Alexia went to place her hand on the man’s chest, to engulf him in fire and watch him burn, but a sudden pain in her leg stopped her. She looked down to see a feathered dart sticking from her thigh.

“I’m sorry Alexia,” she heard Adrian say, “I can’t let you do this.”

Her grip loosened, both of Panail’s neck and of the world. She felt herself falling over, the muted impact of the floor against her back.

A door opened somewhere. Voices.

In the moment of clarity between light and darkness, she heard the Duke speak.

– –

The Captain surveyed the room he had just left. Alexia was lying unconscious on the floor, Panail was clutching his face and Adrian was standing over both of them.

“I can’t leave you two alone for five minutes can I?”

The Duke stepped past him. “Is that Alexia?”


“I should have listened to her from the start.”

“There was also a Guardian involved. A man by the name of Launcer. We have one of our men watching him, should you like to see him.”

“Launcer?” Niall ran his hand over his beared. “Yes, I remember a man by that name. His family was exiled many years ago. I will have to speak with him once all this is done.” He walked over and grabbed Panail’s head, forcing the man to stare him in the eye. “But first I am going to find everyone involved in this conspiracy. And you are going to help me. Understood?”

Panail nodded and sobbed weakly.

“You may also want to contact the Guardians,” the Captain said. “I would prefer not being a fugitive for any longer than necessary.”

“Of course. I owe you and your crew my life. And I intend to reward you all fully for your services.”

“Just make sure this war doesn’t happen. The world doesn’t need any more senseless violence,” he glanced at Panail.

The Captain began to feel himself growing weak, the gash in his arm bleeding profusely. He grabbed onto the bedframe to steady himself.

“You’re wounded,” the Duke said. “I will send for my finest healer immediately. I want you and your crew to be at your best when you are the guests of honor at tonight’s ball.”

“Thank you, but I think my own healer would be rather upset with me if I saw someone else.”

“Very well. But there must be something I can do for you personally.”

The Captain thought for a moment. “There is one thing.”
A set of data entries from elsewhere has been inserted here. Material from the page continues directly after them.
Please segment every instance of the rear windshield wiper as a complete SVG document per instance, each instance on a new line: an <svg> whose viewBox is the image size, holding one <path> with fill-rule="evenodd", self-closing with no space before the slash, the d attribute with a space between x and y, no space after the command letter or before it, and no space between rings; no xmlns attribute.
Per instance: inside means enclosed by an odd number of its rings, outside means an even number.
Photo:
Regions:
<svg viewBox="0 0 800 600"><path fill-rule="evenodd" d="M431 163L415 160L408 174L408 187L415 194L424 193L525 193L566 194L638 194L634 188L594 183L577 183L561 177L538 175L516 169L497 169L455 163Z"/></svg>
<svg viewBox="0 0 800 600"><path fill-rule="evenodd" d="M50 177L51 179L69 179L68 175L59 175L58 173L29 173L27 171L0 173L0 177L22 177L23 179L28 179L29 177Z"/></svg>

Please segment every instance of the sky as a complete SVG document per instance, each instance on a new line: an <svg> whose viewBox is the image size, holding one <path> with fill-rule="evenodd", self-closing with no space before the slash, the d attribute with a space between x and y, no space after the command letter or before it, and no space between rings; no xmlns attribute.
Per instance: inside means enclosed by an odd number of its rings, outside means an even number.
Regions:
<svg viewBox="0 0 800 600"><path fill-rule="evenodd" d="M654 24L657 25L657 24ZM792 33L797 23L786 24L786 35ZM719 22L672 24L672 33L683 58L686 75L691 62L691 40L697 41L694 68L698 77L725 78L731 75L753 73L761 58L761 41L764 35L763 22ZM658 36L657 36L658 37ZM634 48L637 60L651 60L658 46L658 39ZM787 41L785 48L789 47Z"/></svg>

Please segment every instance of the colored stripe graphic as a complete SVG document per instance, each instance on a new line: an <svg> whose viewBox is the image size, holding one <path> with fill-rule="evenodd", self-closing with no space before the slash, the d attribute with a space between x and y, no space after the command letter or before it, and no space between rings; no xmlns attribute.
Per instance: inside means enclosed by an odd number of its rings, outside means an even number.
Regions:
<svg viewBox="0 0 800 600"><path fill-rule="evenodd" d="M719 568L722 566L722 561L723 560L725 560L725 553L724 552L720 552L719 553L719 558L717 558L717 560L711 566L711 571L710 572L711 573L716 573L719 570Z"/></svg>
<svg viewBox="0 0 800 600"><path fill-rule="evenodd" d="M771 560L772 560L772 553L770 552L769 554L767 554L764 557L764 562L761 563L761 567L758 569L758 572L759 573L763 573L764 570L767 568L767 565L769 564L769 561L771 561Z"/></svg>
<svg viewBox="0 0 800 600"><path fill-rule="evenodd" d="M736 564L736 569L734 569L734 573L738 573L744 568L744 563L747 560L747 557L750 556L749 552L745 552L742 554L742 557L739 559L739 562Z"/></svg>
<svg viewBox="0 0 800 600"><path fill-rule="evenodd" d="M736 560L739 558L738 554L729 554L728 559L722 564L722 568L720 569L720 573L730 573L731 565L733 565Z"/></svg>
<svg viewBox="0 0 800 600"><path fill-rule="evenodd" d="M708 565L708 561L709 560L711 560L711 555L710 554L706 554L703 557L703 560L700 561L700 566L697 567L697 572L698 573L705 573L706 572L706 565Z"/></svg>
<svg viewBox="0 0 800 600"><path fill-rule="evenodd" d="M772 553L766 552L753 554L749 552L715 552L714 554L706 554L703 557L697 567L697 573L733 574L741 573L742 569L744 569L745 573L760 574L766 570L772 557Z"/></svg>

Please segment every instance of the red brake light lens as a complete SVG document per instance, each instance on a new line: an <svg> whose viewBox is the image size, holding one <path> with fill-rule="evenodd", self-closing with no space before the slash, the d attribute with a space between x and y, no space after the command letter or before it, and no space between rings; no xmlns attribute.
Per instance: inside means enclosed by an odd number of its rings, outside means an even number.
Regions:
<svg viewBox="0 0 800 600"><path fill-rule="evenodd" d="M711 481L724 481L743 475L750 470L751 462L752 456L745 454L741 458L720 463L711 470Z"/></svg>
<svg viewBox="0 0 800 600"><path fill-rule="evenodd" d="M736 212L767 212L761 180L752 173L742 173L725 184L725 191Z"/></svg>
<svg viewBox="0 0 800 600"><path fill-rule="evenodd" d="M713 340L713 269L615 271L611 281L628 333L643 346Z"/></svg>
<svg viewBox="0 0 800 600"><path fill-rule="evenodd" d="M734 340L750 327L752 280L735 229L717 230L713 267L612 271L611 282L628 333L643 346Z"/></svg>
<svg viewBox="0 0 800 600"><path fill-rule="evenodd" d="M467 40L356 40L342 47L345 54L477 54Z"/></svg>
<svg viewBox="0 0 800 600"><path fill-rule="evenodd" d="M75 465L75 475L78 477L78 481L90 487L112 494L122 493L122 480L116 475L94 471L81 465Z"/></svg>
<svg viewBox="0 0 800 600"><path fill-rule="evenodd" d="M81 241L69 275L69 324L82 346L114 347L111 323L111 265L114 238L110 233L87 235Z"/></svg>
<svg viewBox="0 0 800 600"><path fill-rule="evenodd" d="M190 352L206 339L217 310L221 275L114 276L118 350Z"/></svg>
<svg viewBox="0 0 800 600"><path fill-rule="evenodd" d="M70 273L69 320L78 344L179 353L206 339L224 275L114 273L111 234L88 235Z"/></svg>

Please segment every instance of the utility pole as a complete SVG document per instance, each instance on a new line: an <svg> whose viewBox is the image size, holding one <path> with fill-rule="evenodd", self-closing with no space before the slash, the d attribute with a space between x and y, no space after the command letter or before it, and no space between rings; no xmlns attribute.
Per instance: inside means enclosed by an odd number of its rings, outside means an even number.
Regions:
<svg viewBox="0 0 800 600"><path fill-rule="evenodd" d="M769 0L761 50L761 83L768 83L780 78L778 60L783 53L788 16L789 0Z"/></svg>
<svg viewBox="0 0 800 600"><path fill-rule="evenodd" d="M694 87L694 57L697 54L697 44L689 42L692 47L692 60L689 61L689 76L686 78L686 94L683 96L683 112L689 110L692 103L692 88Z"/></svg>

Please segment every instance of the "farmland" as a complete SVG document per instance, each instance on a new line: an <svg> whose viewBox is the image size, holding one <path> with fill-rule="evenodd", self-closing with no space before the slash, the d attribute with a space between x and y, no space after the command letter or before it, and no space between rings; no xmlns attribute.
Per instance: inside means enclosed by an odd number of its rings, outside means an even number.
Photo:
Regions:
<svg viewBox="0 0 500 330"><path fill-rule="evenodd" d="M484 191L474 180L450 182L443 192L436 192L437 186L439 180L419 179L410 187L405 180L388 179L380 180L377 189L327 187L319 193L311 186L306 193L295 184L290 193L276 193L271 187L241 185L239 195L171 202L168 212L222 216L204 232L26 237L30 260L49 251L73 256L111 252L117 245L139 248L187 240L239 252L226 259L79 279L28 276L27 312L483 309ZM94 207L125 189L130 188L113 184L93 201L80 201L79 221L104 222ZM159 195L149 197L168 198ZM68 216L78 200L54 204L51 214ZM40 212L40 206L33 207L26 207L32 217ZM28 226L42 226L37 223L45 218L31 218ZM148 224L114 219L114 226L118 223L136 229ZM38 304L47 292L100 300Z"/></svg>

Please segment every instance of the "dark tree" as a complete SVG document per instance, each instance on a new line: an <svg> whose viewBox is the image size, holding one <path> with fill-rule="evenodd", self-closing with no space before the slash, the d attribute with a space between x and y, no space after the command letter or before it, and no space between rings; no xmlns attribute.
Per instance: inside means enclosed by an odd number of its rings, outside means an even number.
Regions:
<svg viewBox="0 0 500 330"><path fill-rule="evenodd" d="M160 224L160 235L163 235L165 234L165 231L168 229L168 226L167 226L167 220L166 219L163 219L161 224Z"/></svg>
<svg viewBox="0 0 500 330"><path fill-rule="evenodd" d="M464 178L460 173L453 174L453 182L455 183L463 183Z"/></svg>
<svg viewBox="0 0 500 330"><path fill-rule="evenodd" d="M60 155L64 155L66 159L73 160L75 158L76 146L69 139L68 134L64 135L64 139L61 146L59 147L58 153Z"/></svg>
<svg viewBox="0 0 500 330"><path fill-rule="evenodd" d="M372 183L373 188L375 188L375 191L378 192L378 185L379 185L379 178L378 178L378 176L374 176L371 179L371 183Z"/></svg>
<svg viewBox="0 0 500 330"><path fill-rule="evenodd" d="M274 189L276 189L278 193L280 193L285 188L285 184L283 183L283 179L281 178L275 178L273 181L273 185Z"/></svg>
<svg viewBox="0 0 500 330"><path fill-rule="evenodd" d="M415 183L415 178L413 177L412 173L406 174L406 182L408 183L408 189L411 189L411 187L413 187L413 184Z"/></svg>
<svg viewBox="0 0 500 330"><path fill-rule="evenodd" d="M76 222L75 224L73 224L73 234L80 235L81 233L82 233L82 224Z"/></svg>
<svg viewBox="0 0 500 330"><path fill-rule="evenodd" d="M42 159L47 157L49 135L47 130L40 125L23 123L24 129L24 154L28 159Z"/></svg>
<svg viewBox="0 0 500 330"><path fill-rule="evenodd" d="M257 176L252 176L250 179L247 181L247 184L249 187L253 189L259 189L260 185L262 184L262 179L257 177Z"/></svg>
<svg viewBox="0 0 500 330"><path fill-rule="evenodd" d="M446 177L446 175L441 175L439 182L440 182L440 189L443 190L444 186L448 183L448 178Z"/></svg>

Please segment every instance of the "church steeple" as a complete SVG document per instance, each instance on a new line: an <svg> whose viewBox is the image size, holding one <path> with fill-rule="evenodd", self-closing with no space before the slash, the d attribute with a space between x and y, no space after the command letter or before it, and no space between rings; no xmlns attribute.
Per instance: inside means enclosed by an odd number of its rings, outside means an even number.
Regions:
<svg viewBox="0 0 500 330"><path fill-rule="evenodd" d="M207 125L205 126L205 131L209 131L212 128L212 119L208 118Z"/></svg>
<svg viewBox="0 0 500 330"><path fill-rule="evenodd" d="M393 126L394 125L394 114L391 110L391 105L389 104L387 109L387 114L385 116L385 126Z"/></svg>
“Name it. You shall have it.”

“My ship.”

– –

The ball was the definition of lavish. It was set in a grand room tiled in marble and lined with tables piled high with food. Gentle music filled the space, and noble couples danced within the room’s center.
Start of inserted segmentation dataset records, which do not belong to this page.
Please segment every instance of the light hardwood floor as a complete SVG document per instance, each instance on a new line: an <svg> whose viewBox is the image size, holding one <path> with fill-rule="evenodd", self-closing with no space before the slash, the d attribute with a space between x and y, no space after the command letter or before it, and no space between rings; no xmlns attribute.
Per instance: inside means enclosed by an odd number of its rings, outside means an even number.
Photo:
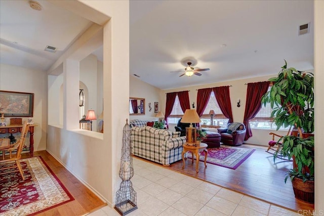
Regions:
<svg viewBox="0 0 324 216"><path fill-rule="evenodd" d="M291 168L291 162L278 160L273 163L272 155L265 152L264 146L245 144L241 148L256 149L256 151L236 169L231 169L208 163L205 168L199 162L199 173L195 171L195 162L186 160L186 167L182 169L182 161L172 163L169 167L134 156L141 160L161 166L187 176L199 179L231 190L246 194L270 203L297 211L312 210L314 205L295 198L291 183L284 183L286 172ZM46 151L35 152L40 155L75 199L75 200L50 209L39 215L83 215L106 205L84 186L53 157ZM23 154L22 157L29 157Z"/></svg>
<svg viewBox="0 0 324 216"><path fill-rule="evenodd" d="M186 160L184 169L182 161L172 163L169 168L294 211L314 209L314 204L295 199L289 180L285 184L286 171L292 168L292 162L278 159L274 164L272 155L265 152L264 146L239 147L256 151L235 170L210 163L205 168L204 163L199 162L196 174L195 162L192 164L191 160Z"/></svg>
<svg viewBox="0 0 324 216"><path fill-rule="evenodd" d="M75 199L37 215L82 215L107 205L46 151L34 152L36 156L43 158ZM22 154L22 158L28 157L29 153Z"/></svg>

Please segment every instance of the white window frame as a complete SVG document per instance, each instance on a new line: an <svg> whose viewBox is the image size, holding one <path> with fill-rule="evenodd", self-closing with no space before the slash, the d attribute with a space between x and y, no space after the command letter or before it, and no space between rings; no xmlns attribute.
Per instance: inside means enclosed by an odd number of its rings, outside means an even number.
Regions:
<svg viewBox="0 0 324 216"><path fill-rule="evenodd" d="M181 109L180 102L179 100L178 95L176 96L171 114L168 117L168 123L169 124L177 124L179 119L182 117L184 113Z"/></svg>
<svg viewBox="0 0 324 216"><path fill-rule="evenodd" d="M214 104L212 104L212 103ZM214 110L216 113L216 115L213 117L214 125L223 127L226 126L229 119L224 115L219 108L219 105L213 91L212 91L207 106L204 111L202 115L200 117L201 124L211 125L211 115L209 114L209 111L211 110Z"/></svg>
<svg viewBox="0 0 324 216"><path fill-rule="evenodd" d="M270 91L272 85L269 87L268 92ZM273 122L274 117L270 117L272 109L271 107L270 103L267 103L265 106L263 104L262 105L261 109L260 110L258 114L249 121L250 126L251 129L268 129L276 130L277 126ZM281 127L279 131L288 131L289 126L284 128Z"/></svg>

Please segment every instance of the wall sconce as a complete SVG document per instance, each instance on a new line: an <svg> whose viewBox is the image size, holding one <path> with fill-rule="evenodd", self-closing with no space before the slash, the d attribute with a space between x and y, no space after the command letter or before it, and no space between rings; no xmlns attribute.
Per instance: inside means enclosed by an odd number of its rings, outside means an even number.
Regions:
<svg viewBox="0 0 324 216"><path fill-rule="evenodd" d="M92 131L92 120L97 120L97 118L96 117L96 114L95 113L94 110L91 109L88 111L88 113L87 113L87 117L86 117L86 120L90 120L90 123L91 124L91 131Z"/></svg>
<svg viewBox="0 0 324 216"><path fill-rule="evenodd" d="M83 93L83 89L80 90L79 93L79 106L83 107L84 106L85 103L85 94Z"/></svg>

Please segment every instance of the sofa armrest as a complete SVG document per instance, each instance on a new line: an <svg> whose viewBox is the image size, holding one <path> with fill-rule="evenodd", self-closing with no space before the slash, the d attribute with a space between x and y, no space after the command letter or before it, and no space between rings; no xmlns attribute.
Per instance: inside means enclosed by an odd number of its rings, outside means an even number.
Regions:
<svg viewBox="0 0 324 216"><path fill-rule="evenodd" d="M181 147L186 143L186 139L185 137L179 137L175 138L171 138L166 141L162 145L162 149L170 150L176 149Z"/></svg>
<svg viewBox="0 0 324 216"><path fill-rule="evenodd" d="M244 141L246 130L235 131L232 133L233 135L233 143L241 144Z"/></svg>
<svg viewBox="0 0 324 216"><path fill-rule="evenodd" d="M245 133L246 132L246 129L242 129L242 130L240 130L240 131L234 131L233 132L232 132L232 134L233 134L233 133L235 133L236 134L244 134L245 135Z"/></svg>
<svg viewBox="0 0 324 216"><path fill-rule="evenodd" d="M218 134L226 133L227 131L227 128L221 128L217 129L217 133L218 133Z"/></svg>

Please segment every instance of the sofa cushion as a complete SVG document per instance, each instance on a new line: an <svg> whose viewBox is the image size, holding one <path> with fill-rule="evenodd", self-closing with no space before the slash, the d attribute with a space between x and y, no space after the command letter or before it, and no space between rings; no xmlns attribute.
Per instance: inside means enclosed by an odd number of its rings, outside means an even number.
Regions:
<svg viewBox="0 0 324 216"><path fill-rule="evenodd" d="M207 131L206 133L206 138L218 138L221 137L221 135L218 134L218 133L213 132L211 131Z"/></svg>
<svg viewBox="0 0 324 216"><path fill-rule="evenodd" d="M154 125L154 121L148 121L146 123L146 126L149 126L150 127L152 127Z"/></svg>
<svg viewBox="0 0 324 216"><path fill-rule="evenodd" d="M223 133L222 134L222 139L225 139L226 140L232 140L233 135L229 134Z"/></svg>
<svg viewBox="0 0 324 216"><path fill-rule="evenodd" d="M131 127L137 126L137 127L143 127L146 126L146 123L148 121L144 121L139 119L134 119L130 121L130 125Z"/></svg>

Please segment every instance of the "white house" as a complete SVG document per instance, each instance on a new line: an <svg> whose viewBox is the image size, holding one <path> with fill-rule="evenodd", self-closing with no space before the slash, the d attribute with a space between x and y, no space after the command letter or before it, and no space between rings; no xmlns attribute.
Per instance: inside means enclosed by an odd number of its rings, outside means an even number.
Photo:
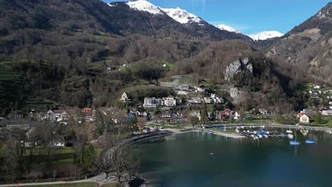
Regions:
<svg viewBox="0 0 332 187"><path fill-rule="evenodd" d="M314 89L321 89L321 86L319 86L319 85L315 85L315 86L314 86Z"/></svg>
<svg viewBox="0 0 332 187"><path fill-rule="evenodd" d="M151 130L149 128L145 128L143 129L144 133L150 133L150 132L151 132Z"/></svg>
<svg viewBox="0 0 332 187"><path fill-rule="evenodd" d="M127 93L123 92L123 94L122 94L121 98L120 98L120 101L121 101L121 102L126 102L126 101L127 101L128 100L128 94L127 94Z"/></svg>
<svg viewBox="0 0 332 187"><path fill-rule="evenodd" d="M308 115L301 113L299 117L299 123L310 123L310 118Z"/></svg>
<svg viewBox="0 0 332 187"><path fill-rule="evenodd" d="M321 115L325 116L332 116L332 110L323 110Z"/></svg>
<svg viewBox="0 0 332 187"><path fill-rule="evenodd" d="M240 114L235 111L233 113L233 118L234 118L234 120L238 120L238 118L240 118Z"/></svg>
<svg viewBox="0 0 332 187"><path fill-rule="evenodd" d="M165 106L177 106L177 100L172 97L165 97L162 98L164 101L164 105Z"/></svg>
The Captain found Adrian and Gehard hovering near one of the food tables.

“Enjoying ourselves, are we?” the Captain asked.

“Mostly,” Gehard said, popping a piece of bread dipped in oil into his mouth.

“Come on you sour rat,” Adrian said. “Smile a little.”

Gehard took a small glass of wine from a nearby tray and downed it. “I’ll smile when they start serving something stronger than this.”

Adrian skewered a piece of meat with a fork and inspected it. “What kind of meat is this, anyway?”

“Chicken,” the Captain said.

“Why are they serving chicken at a ball? I’d have thought they’d have something more formal than that.”

“Chicken is formal in Tamaril,” the Captain said. “The bird isn’t native to the world, so it has to be imported from the Astral.”

“That explains it,” Adrian said.

The Duke, doing his rounds of the room, noticed them and came over.

“How are my guests of honor doing?”

“Fine, by all accounts,” the Captain said. “Although we should be asking you the same thing.”

The man waved the Captain’s concern away. “If I was to go to pieces every time someone made an attempt on my life, I’d never get anything done.”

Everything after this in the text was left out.